Assert failure(PID 7312 [0x00001c90], Thread: 6796 [0x1a8c]): stkOffs < 0

CORECLR! EnumGcRefsX86 + 0x11B1 (0x72fd0861)
CORECLR! EECodeManager::EnumGcRefs + 0x19B (0x72fcf66b)

We are doing a GC in the middle of this filter:

runtime/src/libraries/System.Private.CoreLib/src/System/RuntimeType.cs

Line 384 in d896e85

catch (TargetInvocationException e) when (unwrapExceptions)

My guess is that the following condition has something to do with it

runtime/src/coreclr/vm/gc_unwind_x86.inl

Lines 3675 to 3680 in d896e85

	#if defined(FEATURE_EH_FUNCLETS) // funclets
	// Filters are the only funclet that run during the 1st pass, and must have
	// both the leaf and the parent frame reported.
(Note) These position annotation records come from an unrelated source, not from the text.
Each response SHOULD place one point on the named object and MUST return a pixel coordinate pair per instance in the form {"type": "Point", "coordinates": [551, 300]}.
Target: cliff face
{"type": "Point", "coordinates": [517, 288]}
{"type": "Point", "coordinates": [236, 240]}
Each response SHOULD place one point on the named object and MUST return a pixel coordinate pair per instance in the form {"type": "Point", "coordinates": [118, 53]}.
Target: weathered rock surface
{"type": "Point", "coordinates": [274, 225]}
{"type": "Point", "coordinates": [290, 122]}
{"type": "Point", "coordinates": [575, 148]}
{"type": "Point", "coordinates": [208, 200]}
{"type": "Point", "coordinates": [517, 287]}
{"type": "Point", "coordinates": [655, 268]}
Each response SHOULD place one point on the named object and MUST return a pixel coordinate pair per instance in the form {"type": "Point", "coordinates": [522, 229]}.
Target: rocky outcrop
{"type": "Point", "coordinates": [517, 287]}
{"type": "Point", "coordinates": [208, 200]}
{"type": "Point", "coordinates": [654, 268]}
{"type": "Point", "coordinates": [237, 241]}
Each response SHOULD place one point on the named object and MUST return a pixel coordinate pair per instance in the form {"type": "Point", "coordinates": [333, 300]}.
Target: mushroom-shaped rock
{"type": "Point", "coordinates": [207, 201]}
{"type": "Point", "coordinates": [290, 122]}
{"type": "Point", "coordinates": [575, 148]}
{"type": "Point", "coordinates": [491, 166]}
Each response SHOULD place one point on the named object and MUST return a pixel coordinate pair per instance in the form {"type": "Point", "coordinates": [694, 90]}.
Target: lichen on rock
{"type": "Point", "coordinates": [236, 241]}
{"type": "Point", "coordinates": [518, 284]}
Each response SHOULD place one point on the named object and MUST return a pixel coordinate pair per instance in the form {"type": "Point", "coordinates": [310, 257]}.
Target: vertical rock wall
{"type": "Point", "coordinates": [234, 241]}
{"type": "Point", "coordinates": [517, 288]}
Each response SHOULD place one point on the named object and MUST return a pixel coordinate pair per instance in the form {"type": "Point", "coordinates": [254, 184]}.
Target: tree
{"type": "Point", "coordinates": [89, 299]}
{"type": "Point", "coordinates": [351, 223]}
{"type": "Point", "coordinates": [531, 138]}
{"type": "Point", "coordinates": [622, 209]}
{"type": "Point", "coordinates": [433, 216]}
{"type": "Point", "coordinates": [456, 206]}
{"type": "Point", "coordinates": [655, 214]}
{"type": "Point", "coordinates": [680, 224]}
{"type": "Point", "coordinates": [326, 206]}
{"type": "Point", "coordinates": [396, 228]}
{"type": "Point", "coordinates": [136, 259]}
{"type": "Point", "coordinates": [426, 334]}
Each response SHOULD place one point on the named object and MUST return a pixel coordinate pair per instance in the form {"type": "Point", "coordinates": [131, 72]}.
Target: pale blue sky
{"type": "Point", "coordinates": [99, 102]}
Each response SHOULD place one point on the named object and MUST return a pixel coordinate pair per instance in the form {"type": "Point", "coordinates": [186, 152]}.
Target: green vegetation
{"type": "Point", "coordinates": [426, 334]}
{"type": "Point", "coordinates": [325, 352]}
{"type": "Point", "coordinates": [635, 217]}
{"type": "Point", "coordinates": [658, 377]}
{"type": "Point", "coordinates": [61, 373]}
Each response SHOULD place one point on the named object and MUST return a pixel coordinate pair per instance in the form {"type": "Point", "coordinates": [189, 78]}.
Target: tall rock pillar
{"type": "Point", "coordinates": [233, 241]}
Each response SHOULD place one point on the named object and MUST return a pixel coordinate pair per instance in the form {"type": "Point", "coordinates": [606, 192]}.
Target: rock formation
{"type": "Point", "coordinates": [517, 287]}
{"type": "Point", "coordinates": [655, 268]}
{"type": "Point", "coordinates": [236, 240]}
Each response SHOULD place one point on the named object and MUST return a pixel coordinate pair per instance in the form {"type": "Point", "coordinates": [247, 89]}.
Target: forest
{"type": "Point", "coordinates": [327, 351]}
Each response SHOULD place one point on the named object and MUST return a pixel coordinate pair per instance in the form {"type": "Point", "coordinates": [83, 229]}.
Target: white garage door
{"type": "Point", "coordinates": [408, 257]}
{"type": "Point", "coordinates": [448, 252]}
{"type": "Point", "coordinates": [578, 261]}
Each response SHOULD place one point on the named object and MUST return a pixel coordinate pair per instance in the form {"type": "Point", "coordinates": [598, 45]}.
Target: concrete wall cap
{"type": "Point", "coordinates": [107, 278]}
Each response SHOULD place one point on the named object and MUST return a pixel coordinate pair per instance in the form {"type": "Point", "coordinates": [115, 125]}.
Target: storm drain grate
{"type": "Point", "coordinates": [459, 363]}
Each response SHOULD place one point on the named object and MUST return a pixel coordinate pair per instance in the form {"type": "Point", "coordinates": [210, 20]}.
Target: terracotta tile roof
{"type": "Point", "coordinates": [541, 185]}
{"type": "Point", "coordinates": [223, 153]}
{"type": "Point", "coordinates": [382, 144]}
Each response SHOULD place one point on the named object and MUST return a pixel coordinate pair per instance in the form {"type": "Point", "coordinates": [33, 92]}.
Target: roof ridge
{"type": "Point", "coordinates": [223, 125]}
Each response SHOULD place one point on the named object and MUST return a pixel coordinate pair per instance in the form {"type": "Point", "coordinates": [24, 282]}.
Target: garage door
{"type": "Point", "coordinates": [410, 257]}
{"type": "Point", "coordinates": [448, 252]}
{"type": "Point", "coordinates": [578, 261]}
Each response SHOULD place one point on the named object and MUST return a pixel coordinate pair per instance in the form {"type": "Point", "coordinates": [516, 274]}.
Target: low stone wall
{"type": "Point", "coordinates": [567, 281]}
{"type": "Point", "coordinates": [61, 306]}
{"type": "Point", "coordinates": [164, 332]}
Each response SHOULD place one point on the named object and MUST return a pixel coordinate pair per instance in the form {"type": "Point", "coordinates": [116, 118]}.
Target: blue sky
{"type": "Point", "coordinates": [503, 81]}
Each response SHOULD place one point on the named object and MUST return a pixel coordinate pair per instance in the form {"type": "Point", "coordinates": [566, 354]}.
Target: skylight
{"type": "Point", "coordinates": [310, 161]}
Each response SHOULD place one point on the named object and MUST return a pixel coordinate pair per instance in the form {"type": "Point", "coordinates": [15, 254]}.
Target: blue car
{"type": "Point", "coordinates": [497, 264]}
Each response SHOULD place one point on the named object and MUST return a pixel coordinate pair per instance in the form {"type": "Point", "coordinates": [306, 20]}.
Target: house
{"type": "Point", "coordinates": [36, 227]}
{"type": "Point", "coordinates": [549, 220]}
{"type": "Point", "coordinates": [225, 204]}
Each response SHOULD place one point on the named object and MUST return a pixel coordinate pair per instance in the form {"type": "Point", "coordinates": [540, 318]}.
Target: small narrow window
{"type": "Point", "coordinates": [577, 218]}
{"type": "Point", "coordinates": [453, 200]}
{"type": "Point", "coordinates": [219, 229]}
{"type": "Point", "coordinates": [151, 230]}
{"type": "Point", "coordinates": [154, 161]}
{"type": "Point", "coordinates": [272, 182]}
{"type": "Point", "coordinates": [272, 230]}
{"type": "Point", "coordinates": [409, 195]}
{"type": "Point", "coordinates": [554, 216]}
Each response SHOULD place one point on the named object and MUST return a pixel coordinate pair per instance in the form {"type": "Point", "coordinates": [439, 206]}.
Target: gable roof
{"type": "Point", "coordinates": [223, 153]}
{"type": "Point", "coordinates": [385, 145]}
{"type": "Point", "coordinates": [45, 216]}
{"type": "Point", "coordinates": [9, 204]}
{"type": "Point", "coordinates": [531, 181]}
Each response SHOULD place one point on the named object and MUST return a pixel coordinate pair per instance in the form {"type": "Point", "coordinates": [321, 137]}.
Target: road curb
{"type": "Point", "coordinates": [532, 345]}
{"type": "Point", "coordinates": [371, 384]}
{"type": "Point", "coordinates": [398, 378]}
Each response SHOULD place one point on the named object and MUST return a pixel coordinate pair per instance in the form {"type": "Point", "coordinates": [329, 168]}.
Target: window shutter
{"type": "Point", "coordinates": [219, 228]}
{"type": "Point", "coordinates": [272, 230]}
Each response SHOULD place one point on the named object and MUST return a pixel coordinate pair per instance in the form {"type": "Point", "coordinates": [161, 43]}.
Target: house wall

In order to avoid double
	// reporting of the untracked variables, do not report them for the filter.
	if (!isFilterFunclet)
	#endif // FEATURE_EH_FUNCLETS

[filipnavara]

My guess is that the following condition has something to do with it

That sounds extremely plausible. It fails to skip over the table data for untracked variables.

[filipnavara]

The BestFitMapping is not like the other failures I have seen.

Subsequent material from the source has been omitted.